We have no need to fear inflation or rising interest rates. Last week Treasury Secretary Yellen said, a large stimulus package is still necessary to get the economy back to full strength, despite momentum suggesting that growth is off to a faster start than anticipated in 2021.
“I think the price of doing too little is much higher than the price of doing something big. We think the benefits will far outweigh the costs in the long run” she said. And she is not worried about inflation…..”Inflation has been very low for over a decade, and you know it’s a risk, but it’s a risk that the Federal Reserve and others have tools to address”
One year ago, the S&P 500 closed at an all-time high as COVID was tearing through China and quietly spreading around the world. What made the S&P 500’s new high even more impressive was the fact that just two days earlier, Apple (AAPL) issued a profit warning due to the fact that factory closures in China would constrain supply. Still, the market bounced back and rallied.
The S&P 500 headed into that weekend right near record highs, but then news over the weekend of an outbreak in Italy brought home the point that COVID wasn’t just a China problem. The following Monday, global equities plummeted and continued to drop every other day that week. During that week alone, the S&P 500 dropped more than 11% on its way to losing a third of its value in just five weeks. While the market seemed untouchable in mid-February, by late March people wouldn’t touch it with a ten-foot pole!

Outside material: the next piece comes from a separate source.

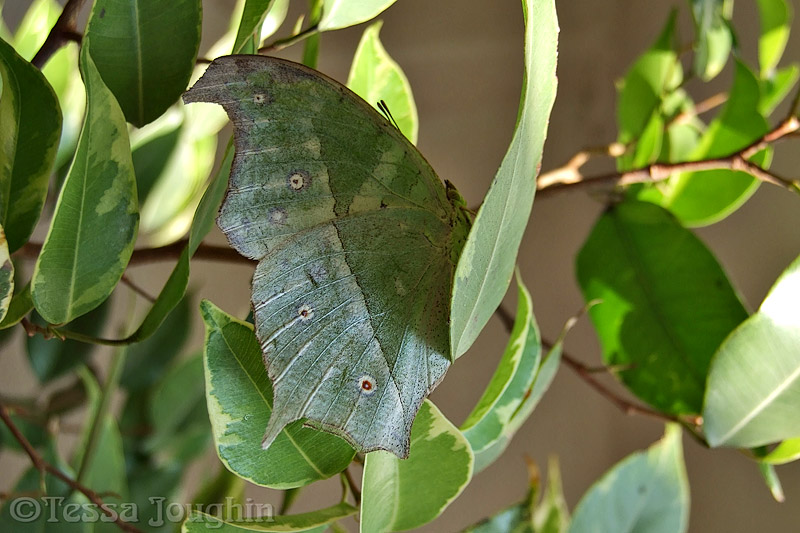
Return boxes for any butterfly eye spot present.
[286,170,311,191]
[358,374,376,396]
[297,304,314,322]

Fast forward to present day and things look very different. From its lows last March, the S&P 500 has rallied 80% and the Nasdaq has more than doubled. If you asked anybody back on March 23rd, 2020 where they thought the market would be today, no one would have guessed the S&P 500 would be testing 4,000 or the Nasdaq would be over 13,000. Heck, even at the pre-COVID peak, not knowing that a pandemic would shut down the world, if you asked most people if they thought the S&P 500 would rally 17% over the course of the next year while the Nasdaq would surge 40%, the majority would have probably said no!
While the path of the equity market since the March lows has been pretty steady to the upside, everything else has been a strange trip to say the least. We’re all hoping for a quick return to normalcy, but if the last year has taught us anything, things often only seem to get stranger by the day.
As the Fed flooded the system with liquidity, case counts started to recede from the first wave, Americans ventured out of their houses, and the economy started to thaw from its flash freeze. COVID came back in the summer across the sun belt and the rest of the country in the second half of the year. Unlike last Spring, Americans and the country did their best to learn to live with and manage around it. Life is still far from normal, but it’s also nothing like it was in March and April of last year.
What are expectations now? The consensus now expects the winter COVID wave to continue receding and vaccines to suppress any future waves. Economists see the economy growing at well above trend rates. Even better is that the Fed doesn’t even care! FOMC members are going out of their way to assure the markets that they aren’t going to remove any accommodation at least until employment is back to pre-COVID levels – even if inflation rises above its target levels.
What could possibly go wrong? Hopefully, nothing does, and we don’t expect anything to in the short-term, but if the last year has taught us anything, it’s of the dangers of cruise control. Investors need to be constantly on watch for changes and spot them as they unfold (or even better, before).
The big event for markets in the coming week is testimony from Federal Reserve Chairman Jerome Powell who speaks before congress on the state of the economy on Tuesday and Wednesday. We are expecting more of the same, a push for stimulus and a commitment to continue the Fed easy money policy.
We will soon be entering a time of year that is traditionally strong for equities. The only fly in the ointment is the 10yr yield. Keep an eye on that but be ready for further equity market gains in the months ahead.